Characterization of the Dedekind and countably Dedekind extensions of the lattice linear space of continuous bounded functions by means of order boundaries

In 1872 R. Dedekind constructed the set of real numbers $\mathbb{R}$ as a certain extension of the set of rational numbers $\mathbb{Q}$ by taking countable order regular cuts. This method was generalized and applied by G. MacNeille to some ordered mathematical systems.

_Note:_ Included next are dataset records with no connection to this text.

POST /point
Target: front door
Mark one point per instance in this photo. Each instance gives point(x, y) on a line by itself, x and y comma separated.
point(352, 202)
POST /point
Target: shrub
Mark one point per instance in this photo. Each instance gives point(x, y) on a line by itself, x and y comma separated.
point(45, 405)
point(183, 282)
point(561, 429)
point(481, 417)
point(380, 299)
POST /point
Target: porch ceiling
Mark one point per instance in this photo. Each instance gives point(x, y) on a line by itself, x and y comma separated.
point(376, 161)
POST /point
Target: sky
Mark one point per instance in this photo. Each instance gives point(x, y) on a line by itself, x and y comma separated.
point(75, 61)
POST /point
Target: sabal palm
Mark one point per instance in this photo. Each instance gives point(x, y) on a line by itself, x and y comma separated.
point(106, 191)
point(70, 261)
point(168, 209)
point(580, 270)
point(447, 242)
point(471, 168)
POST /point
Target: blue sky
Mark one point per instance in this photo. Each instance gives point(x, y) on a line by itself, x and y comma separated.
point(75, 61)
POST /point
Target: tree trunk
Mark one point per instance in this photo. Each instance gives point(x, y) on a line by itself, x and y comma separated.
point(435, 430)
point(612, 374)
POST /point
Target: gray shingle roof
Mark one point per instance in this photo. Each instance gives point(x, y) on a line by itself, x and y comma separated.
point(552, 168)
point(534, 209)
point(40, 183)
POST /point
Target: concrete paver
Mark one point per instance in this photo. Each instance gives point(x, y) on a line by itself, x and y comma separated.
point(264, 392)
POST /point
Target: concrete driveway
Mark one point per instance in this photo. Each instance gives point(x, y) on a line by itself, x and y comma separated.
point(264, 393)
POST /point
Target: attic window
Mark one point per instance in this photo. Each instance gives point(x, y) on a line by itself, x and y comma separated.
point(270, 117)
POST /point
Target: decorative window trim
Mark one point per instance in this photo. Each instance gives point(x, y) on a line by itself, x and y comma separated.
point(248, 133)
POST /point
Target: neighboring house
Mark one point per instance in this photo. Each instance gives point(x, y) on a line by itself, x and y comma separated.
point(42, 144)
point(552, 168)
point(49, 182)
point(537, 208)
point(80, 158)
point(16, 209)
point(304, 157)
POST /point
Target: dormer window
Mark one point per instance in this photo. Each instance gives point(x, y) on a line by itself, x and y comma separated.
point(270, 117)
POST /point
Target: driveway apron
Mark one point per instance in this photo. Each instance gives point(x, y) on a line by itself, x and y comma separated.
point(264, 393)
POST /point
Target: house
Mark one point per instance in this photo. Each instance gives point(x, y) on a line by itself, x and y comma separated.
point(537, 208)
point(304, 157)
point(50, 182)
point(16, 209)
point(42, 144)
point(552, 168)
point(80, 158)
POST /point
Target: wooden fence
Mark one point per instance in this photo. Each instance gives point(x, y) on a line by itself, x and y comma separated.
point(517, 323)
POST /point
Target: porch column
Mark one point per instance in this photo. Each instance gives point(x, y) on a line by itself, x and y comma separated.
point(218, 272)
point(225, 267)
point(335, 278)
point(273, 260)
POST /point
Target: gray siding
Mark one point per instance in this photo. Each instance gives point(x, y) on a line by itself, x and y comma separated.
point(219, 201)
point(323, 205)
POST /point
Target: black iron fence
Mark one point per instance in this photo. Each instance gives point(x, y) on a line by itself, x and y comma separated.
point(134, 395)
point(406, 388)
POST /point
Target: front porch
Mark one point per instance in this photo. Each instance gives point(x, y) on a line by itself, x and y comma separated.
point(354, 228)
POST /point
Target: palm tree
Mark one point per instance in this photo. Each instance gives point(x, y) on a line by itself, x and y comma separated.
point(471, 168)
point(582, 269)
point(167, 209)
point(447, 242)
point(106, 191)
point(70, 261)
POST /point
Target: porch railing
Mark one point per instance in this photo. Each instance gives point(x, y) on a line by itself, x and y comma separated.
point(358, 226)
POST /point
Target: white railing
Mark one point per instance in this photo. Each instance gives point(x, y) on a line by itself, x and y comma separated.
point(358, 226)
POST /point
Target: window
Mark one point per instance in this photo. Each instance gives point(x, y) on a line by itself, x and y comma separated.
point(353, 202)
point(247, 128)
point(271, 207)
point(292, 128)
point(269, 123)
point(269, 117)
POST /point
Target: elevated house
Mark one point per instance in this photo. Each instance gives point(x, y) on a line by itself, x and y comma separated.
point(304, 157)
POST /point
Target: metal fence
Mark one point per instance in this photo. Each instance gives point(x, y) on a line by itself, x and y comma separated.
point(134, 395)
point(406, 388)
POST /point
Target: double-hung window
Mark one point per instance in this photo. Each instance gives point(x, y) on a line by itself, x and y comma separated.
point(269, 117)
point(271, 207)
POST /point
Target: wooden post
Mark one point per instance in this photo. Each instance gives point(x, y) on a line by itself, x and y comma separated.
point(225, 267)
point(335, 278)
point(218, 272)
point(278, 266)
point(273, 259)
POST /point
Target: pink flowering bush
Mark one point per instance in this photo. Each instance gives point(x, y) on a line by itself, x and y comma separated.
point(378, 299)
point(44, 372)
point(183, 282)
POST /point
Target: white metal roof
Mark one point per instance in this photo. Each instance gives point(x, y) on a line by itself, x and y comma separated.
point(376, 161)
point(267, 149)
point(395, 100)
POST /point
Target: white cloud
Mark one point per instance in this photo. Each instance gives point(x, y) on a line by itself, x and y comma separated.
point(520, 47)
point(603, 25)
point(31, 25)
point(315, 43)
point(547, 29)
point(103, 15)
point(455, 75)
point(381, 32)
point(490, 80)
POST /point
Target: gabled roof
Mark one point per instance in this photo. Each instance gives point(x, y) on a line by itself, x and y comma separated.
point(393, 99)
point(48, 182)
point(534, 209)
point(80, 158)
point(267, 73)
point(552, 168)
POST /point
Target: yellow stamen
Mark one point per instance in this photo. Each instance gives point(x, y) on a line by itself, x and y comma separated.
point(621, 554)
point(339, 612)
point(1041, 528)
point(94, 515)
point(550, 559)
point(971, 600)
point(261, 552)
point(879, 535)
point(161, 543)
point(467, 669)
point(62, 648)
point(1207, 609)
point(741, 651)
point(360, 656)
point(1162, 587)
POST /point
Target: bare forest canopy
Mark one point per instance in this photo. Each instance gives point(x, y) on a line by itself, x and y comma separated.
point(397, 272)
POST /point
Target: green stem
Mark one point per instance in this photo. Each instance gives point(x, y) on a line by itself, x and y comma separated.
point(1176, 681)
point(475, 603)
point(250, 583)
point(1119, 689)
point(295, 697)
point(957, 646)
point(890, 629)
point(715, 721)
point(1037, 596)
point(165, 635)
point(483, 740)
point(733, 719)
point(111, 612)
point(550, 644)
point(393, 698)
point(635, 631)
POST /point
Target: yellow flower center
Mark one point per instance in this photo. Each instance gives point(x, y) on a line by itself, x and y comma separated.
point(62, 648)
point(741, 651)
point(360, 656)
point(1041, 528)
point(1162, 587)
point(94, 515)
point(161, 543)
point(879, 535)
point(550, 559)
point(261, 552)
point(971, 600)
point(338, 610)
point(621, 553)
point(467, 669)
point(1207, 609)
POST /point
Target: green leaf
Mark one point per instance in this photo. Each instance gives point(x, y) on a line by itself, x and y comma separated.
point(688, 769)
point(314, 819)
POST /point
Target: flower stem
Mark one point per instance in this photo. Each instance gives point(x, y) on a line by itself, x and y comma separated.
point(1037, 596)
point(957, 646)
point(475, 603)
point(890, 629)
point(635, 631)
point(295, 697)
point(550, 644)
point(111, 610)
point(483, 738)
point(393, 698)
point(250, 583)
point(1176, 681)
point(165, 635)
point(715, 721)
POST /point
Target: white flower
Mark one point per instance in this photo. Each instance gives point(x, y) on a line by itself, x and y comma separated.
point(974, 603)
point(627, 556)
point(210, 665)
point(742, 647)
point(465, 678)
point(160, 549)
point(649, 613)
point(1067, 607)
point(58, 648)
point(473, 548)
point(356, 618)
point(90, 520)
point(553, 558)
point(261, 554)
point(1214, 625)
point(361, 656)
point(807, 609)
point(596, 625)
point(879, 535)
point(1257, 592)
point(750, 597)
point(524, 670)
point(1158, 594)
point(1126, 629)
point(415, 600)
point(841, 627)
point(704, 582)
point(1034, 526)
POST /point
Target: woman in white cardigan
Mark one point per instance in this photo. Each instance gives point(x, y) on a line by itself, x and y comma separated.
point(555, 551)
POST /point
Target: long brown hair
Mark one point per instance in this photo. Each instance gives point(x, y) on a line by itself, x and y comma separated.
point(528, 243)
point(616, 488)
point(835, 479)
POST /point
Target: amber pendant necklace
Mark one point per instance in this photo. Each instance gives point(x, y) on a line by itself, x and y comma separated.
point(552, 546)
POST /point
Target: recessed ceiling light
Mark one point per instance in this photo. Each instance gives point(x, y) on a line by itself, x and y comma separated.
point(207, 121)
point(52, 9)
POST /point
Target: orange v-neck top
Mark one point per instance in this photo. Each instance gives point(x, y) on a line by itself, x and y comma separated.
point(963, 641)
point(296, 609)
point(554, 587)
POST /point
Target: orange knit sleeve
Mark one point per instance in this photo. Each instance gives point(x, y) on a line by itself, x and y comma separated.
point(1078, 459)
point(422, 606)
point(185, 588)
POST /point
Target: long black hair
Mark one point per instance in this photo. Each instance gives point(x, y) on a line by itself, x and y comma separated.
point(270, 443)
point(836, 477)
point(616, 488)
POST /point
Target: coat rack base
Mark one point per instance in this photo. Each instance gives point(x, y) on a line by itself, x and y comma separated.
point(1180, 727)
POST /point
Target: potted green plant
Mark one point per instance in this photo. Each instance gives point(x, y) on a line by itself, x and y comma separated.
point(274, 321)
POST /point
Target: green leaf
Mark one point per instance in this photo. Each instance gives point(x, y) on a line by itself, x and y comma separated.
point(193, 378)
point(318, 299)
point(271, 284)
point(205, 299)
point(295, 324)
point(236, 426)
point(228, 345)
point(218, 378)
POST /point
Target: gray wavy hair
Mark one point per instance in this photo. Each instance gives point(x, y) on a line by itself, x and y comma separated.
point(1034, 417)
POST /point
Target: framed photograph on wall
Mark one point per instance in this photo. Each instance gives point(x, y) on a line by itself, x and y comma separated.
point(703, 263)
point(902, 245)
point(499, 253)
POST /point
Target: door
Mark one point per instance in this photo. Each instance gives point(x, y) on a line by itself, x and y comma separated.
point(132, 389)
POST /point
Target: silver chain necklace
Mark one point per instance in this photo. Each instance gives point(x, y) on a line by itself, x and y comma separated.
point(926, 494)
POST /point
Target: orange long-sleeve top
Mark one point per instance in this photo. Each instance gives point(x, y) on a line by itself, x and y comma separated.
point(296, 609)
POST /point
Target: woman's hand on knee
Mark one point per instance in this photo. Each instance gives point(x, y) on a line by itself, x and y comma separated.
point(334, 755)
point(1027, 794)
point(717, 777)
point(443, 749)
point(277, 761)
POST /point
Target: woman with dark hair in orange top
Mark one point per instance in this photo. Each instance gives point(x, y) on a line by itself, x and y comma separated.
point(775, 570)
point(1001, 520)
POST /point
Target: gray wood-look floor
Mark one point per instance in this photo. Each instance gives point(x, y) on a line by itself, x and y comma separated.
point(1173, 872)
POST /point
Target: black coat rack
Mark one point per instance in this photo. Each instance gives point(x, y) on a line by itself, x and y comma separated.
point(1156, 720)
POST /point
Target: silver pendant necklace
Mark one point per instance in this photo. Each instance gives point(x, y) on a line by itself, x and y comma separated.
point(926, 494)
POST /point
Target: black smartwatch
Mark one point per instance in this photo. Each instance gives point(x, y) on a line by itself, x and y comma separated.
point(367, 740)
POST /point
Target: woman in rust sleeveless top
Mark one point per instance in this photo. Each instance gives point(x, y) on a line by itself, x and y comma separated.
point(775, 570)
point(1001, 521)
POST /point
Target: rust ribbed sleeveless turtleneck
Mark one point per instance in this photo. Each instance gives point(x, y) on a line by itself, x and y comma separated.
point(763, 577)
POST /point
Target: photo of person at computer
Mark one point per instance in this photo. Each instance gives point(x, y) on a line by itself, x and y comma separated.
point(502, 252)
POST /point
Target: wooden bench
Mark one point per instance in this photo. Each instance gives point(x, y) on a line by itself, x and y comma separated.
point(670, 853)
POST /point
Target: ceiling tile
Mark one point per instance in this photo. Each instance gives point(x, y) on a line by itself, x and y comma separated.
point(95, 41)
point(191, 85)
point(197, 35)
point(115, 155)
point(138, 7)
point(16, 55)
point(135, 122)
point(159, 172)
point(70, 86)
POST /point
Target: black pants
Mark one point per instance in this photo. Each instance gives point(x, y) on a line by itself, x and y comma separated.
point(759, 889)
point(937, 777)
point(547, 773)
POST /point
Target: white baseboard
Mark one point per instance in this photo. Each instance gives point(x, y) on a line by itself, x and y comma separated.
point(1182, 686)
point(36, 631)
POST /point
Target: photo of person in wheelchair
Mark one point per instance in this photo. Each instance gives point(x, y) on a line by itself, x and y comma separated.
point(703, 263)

In this article the Dedekind – MacNeille method is applied to the mathematical system $C$ generated by the family $C_b(T,\mathcal{G})$ of all continuous bounded functions $f\colon T\to\mathbb{R}$ on the Tikhonov topological space $(T,\mathcal{G})$.
We consider Dedekind extension $C\!\longrightarrow D(C)$, and also countably Dedekind extension $C\!\longrightarrow D^0(C)$ as a closer analogue of the classical extension $\mathbb{Q}\!\longrightarrow\mathbb{R}$. Functional-factor descriptions of these extensions are given through families of functions uniform with respect to ensembles of subsets of the set $T$ having the Stone property and the Stone cozero property.
Characterizations of these extensions are given as some completions of the lattice linear space $C$ endowed with some local structure of ideal refinement.
The functional description and characterization of the countable Dedekind extension $C\!\longrightarrow D^0(C)$ turn out to be surprisingly similar with the functional description and characterization of the Riemannian extension $C\!\longrightarrow R_{\mu}$ generated by the factor-family of all functions on the Tikhonov space $(T,\mathcal{G})$ $\mu$-Riemann integrable with respect to a positive bounded Radon measure $\mu$.